For the peacock experiment, reported in the August edition of the Journal of Experimental Biology, Positive Science collaborated with evolutionary biologist Jessica Yorzinski, then a graduate student at the University of California at Davis, to develop eye-trackers small enough for peahens.
Scientists from UC Davis and Duke University then rigged 12 birds with headgear equipped with two cameras — one aimed at one of the bird’s eyes, the other at the scene in front of the animal. A wireless transmitter mounted on the bird’s back sent video from both cameras to a recorder nearby, and when those feeds were combined, a yellow dot would mark exactly where the bird’s gaze was directed.
Gradual daily training accustomed the peahens to wearing the apparatus. First, researchers fit each peahen with an empty backpack, then slowly added filler until it approximated the weight of the battery and transmitter. Then, each bird was fitted with a soft plastic helmet. Finally, the cameras were added to the helmet, and the transmitting apparatus was put into the backpack. “I got many scratches from their sharp claws as they tried to escape,” Yorzinski, who is now a postdoctoral researcher at Purdue University, recalled in an interview.
At first, Yorzinski was afraid the weight of the device — about 13 ounces — would inhibit the birds’ normal activities. However, by the end of the familiarization process, which sometimes took months, she said the peahens behaved normally while wearing the eye-tracker — walking, eating and even mating with it on.
“This was a very ingenious way of finding out what this species finds important in the world,” said Eric Knudsen at Stanford University, who studies the nervous systems of birds.
In experiments, each peahen was placed alongside two peacocks in an outdoor enclosure. The males vied for attention with elaborate shows, shaking their wings and rattling their train of plumes, hooting and dashing toward peahens if the females appeared ready to mate.
The scientists weren’t surprised when they saw that the peahens looked at each peacock when it fanned its tail feathers upward.
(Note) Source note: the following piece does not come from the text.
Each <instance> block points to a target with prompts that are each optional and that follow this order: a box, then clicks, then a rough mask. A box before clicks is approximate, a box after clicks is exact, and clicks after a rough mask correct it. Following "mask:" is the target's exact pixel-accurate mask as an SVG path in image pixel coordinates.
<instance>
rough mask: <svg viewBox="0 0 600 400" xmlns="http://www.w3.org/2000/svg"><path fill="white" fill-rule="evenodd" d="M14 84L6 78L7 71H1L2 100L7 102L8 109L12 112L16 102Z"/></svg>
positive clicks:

But, intriguingly, the females focused nearly completely on the bottom part of the train, close to the ground. They mostly ignored the conspicuous upper fan.
However, the peahens did pay attention to the upper feathers when the lower train was obscured — as it might be if the males were relatively far away and partially hidden by the dense vegetation of the birds’ natural habitat in India. This suggests that the flashy upper train is mostly a long-distance attraction signal, but the lower feathers are more important to close-up courtship.
“It was exciting to literally see through the eyes of the females to learn how they perceive potential mates,” Yorzinski said.
Now Yorzinski and her colleagues are placing eye-trackers on peacocks to see how males judge their rivals. They also plan to alter the appearance of the males’ lower trains to try to figure out what the females find attractive.
Eye-trackers may reveal many other details about how animals behave. “You can imagine investigating what monkeys look at as they swing from branch to branch, or what a cat looks at while it’s stalking a bird — how does it divide its attention between the bird and also the path in front of it?” said neuroethologist Michael Land at the University of Sussex in England. “When red deer males are banging antlers together, what are females looking at to judge them?
“An especially fascinating animal to examine might be the chameleon, because each of their eyes can move independently — chameleons point their eyes in different directions to look for prey, and then bring both eyes to the front to target prey, which they capture by sticking out their tongues,” Land added. “How do they control both eyes and get them to work separately and together?”
Choi is a freelance writer based in New York.